The Tours government office identified the man as a 44-year-old worker for the SNCF state railway and said he may have had a grudge against his employers.

Police sources said the man had been questioned in the hospital, but his answers were incoherent.

A witness told France's LCI television that a man wearing a ski mask had fired on passersby in the center of town, stopping to reload his weapon.

Three passersby were killed near the city's main post office, police said.
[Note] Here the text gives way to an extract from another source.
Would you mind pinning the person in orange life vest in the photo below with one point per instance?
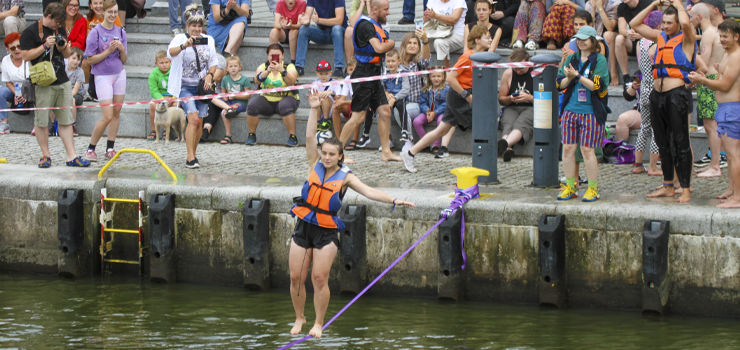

Another person was killed near the train station.

Television film showed armed police leading the man, dressed in a brown leather jacket and jeans, away from the entrance to an underground parking in handcuffs with blood on his hands.

Armed police, including some 30 members of the crack RAID squad which deals with major shootings and hostage takings, evacuated the city center and surrounded the parking lot.

Suspicions that an alleged accomplice may have fled into the parking turned out to be unfounded, police said, but the premises were being searched for any explosives.

Jospin, speaking in the northern city of Rennes where he was on a visit, said the gunman appeared to have been deranged.

"The person who opened fire does not appear to have any criminal record," Jospin told reporters. "It seems to be someone working in the public sector who went crazy."

Local officials identified the dead as four men, between ages 33 and 66. None of the wounded, who included three police officers, was in serious condition.

French security forces have been on high alert since the Sept. 11 hijacked airliner attacks on the United States.

France has increased the number of police and security forces in city centers under an anti-terrorism plan first used in the mid-1990s during bomb attacks by Algerian militants.

Jospin denied there had been a security lapse.

"When someone, if this is the case, is seized by an act of murderous madness, that's not a matter of ordinary security. I don't think the two things should be mixed up," he said.

One of France's police unions, the UNSA, said the shooting highlighted the need for tougher weapons legislation in France, where hunting is a popular pursuit. It called in a statement for the creation of a national register of gun owners.